The multistorey car park in the centre of Gateshead designed by Owen Luder in the 1960s and now under threat of demolition didn't feature in the BBC's latest Restoration series. Although it has dedicated admirers fighting for its survival, they are fans not of its stark lines and untreated concrete, but of the 1970s gangster movie, Get Carter. A scene from the film shows Michael Caine throwing an adversary from the upper floor of this very same edifice.

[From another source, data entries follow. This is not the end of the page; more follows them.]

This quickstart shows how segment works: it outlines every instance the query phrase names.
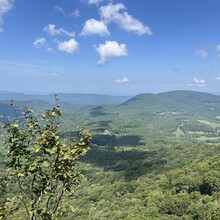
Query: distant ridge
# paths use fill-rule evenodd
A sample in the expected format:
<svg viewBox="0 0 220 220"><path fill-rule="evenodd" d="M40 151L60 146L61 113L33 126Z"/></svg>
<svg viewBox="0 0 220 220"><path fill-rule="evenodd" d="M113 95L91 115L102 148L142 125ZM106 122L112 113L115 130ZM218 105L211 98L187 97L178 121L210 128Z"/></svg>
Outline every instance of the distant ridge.
<svg viewBox="0 0 220 220"><path fill-rule="evenodd" d="M155 113L165 111L207 112L220 111L220 96L209 93L178 90L159 94L139 94L118 108L138 109Z"/></svg>
<svg viewBox="0 0 220 220"><path fill-rule="evenodd" d="M58 98L61 102L74 106L84 105L112 105L120 104L127 99L128 96L110 96L98 94L80 94L80 93L58 93ZM54 104L54 94L50 95L36 95L23 94L14 92L0 92L0 100L16 100L16 101L30 101L42 100L50 104Z"/></svg>

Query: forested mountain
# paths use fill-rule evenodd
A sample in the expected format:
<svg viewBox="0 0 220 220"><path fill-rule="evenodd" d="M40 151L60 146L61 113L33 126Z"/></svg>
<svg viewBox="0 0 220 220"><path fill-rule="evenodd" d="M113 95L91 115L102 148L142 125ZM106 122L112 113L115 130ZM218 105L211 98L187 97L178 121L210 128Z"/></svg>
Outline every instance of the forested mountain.
<svg viewBox="0 0 220 220"><path fill-rule="evenodd" d="M109 96L97 94L72 94L60 93L57 94L60 102L65 106L80 107L85 105L112 105L120 104L127 100L127 96ZM0 100L16 100L16 101L45 101L54 105L54 94L50 95L34 95L22 94L14 92L0 92ZM27 104L29 104L27 102Z"/></svg>
<svg viewBox="0 0 220 220"><path fill-rule="evenodd" d="M66 219L220 219L220 96L173 91L85 105L63 115L62 135L78 125L93 139Z"/></svg>

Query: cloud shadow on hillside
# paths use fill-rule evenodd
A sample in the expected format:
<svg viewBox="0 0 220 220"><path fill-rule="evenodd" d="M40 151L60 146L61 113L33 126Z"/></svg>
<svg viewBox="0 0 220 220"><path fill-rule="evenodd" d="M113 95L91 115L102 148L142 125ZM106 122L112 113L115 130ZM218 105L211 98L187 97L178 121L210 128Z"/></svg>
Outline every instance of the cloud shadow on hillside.
<svg viewBox="0 0 220 220"><path fill-rule="evenodd" d="M160 152L161 155L162 152ZM158 151L115 150L112 147L94 145L81 159L103 169L104 172L121 172L127 181L161 168L166 161L160 159Z"/></svg>

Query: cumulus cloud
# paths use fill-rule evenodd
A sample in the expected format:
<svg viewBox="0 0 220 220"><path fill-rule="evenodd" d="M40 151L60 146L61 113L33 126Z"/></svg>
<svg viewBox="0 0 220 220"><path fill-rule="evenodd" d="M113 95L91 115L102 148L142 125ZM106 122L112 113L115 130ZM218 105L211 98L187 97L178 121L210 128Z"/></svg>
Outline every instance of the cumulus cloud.
<svg viewBox="0 0 220 220"><path fill-rule="evenodd" d="M126 76L124 76L121 79L114 80L114 83L128 83L128 82L130 82L130 79L128 79Z"/></svg>
<svg viewBox="0 0 220 220"><path fill-rule="evenodd" d="M122 3L115 5L110 3L100 7L99 13L105 23L114 22L119 28L125 31L134 32L137 35L153 34L148 26L145 26L142 22L129 15L125 10L126 7Z"/></svg>
<svg viewBox="0 0 220 220"><path fill-rule="evenodd" d="M75 36L75 32L69 32L63 28L56 29L55 24L48 24L46 27L44 27L43 31L47 32L51 36L56 36L56 35L67 35L69 37Z"/></svg>
<svg viewBox="0 0 220 220"><path fill-rule="evenodd" d="M201 50L196 50L195 54L199 57L201 57L202 59L205 59L208 56L208 53L206 52L206 50L201 49Z"/></svg>
<svg viewBox="0 0 220 220"><path fill-rule="evenodd" d="M104 44L95 46L96 51L100 55L99 65L104 65L105 62L112 57L123 57L128 55L125 44L118 44L116 41L106 41Z"/></svg>
<svg viewBox="0 0 220 220"><path fill-rule="evenodd" d="M66 53L74 53L79 48L79 44L74 38L63 42L57 41L57 43L58 50Z"/></svg>
<svg viewBox="0 0 220 220"><path fill-rule="evenodd" d="M89 19L85 22L81 35L88 36L98 34L100 36L109 36L108 27L103 21L97 21L95 19Z"/></svg>
<svg viewBox="0 0 220 220"><path fill-rule="evenodd" d="M193 81L194 81L196 86L199 86L199 87L206 86L206 82L205 82L204 79L198 79L198 78L194 77Z"/></svg>
<svg viewBox="0 0 220 220"><path fill-rule="evenodd" d="M90 5L92 5L92 4L98 4L98 3L100 3L100 2L102 2L103 0L86 0L86 2L88 3L88 4L90 4Z"/></svg>
<svg viewBox="0 0 220 220"><path fill-rule="evenodd" d="M54 6L54 10L55 10L55 12L57 12L59 14L65 15L64 10L60 6L58 6L58 5Z"/></svg>
<svg viewBox="0 0 220 220"><path fill-rule="evenodd" d="M79 18L80 17L80 12L78 9L75 9L71 14L70 14L71 17L74 17L74 18Z"/></svg>
<svg viewBox="0 0 220 220"><path fill-rule="evenodd" d="M53 77L59 77L59 76L60 76L59 73L52 73L51 75L52 75Z"/></svg>
<svg viewBox="0 0 220 220"><path fill-rule="evenodd" d="M3 15L13 8L13 0L0 0L0 32L3 32Z"/></svg>
<svg viewBox="0 0 220 220"><path fill-rule="evenodd" d="M46 44L46 39L45 38L43 38L43 37L38 37L34 42L33 42L33 45L35 46L35 47L38 47L38 48L40 48L40 47L43 47L45 44Z"/></svg>

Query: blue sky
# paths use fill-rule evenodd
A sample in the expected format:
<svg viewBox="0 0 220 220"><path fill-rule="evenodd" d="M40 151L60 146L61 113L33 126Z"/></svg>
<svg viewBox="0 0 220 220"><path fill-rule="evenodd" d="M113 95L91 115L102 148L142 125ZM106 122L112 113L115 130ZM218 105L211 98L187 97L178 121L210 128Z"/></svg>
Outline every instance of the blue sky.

The multistorey car park must be the least-loved building type in Britain. When Griff Rhys Jones, the presenter of Restoration, visited Portsmouth to survey a shopping centre cum car park called the Tricorn Centre, also by Luder, most local people told him it should be knocked down. (The council began demolishing it in March.) But the unloved status of car parks is as much to do with economics as aesthetics. A parking space is simply that: a space, a primitive form of real-estate. Space is at a premium in the multistorey, so turning circles are tight, bays small, floor heights minimal and stairwells dark. When parking is as sought-after as it is in most city centres, there is no good economic reason to make the car parks any more inviting.
Parking really became big business after the 1991 Road Traffic Act, which gave local authorities the right to take over parking enforcement from the police and spend any money they earned on improving transport. Councils began contracting out their parking services to private operators, all of which form part of huge European or American parent companies, which make millions not only from car parks but from meters, penalty tickets, clamping and tow-away charges. NCP has certainly seen a good return on its initial £200 investment in a cleared bombsite in Holborn in 1949. But parking is a largely invisible part of the economy, with no brand identities or lavish marketing budgets. Who cares who runs the car park, as long as there's a space?
The cost of parking reflects other geographical iniquities. Parking for 24 hours in an NCP multistorey in the centre of Newcastle costs you £9 against £36 in London's Soho. A yearly ticket costs just over £1,120 in Newcastle and £7,972 in Soho. The size of this disparity easily outstrips the much discussed house-price gap between north and south. Like the housing market, the parking industry relies on an economics of scarcity and necessity, but with none of the compensatory myths about property ownership, status and the purchase of a "lifestyle". No wonder Martin Parr, the celebrated photographer of the everyday, has recently embarked on a project to photograph the last available space in car parks around the world. As Parr says: "The one thing we're all looking for in life is somewhere to park the car."